Healthcare in this country is a neglected area, mental health only more so. Again, the psychiatry and psychological aid available lag far behind the highly advanced psychotherapy in the Western world and even in neighbouring India. When the general standard of treatment of mental disorder leaves much to be desired, what can happen in a fake mental health clinic is anybody's guess. At a time when the pandemic is adversely affecting people's mental make-up, psychotherapy can surely play an important role in helping people overcome their mental depression and other related issues. As there is no sign that coronavirus will disappear soon from the face of the Earth, more and more people -- the young and adolescents in particular -- are likely to develop mental ailments out of frustration and helplessness.
Here is a clear case how some health facilities take undue advantage of the rising incidence of mental illness. An assistant superintendent of police is a man of responsibility and he felt prompted from within that he needed psychological aid. A person who can feel that he needs psychotherapy at no point should be subjected to the kind of physical assault similar to mob lynching within a hospital. The CCTV footage shown by a TV channel is clear enough that the employees of Mind Aid acted like thugs and were responsible for the untimely death of a police officer who sought treatment there as a patient.
Most such private psychiatric centres have a corps of untrained personnel.

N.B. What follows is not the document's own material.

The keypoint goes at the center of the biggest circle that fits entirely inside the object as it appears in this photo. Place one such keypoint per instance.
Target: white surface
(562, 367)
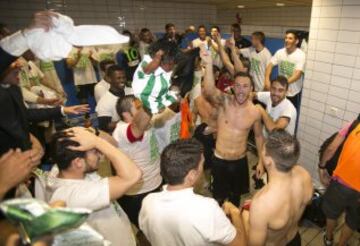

Application of physical force rather than persuasion does more harm than good to patients. A serious probe will unravel the instance of fatal highhandedness. They need understanding of the patients' psychology from the very beginning. More importantly, they must have compassion without which their dealing with patients runs the risk of leading to tragedies like the one at Mind Aid. Just as there is physical illness so can be an incidence of mental ailment. A change in social perception and development of mental treatment facilities with adequately trained hands can rehabilitate people with psychiatric issues.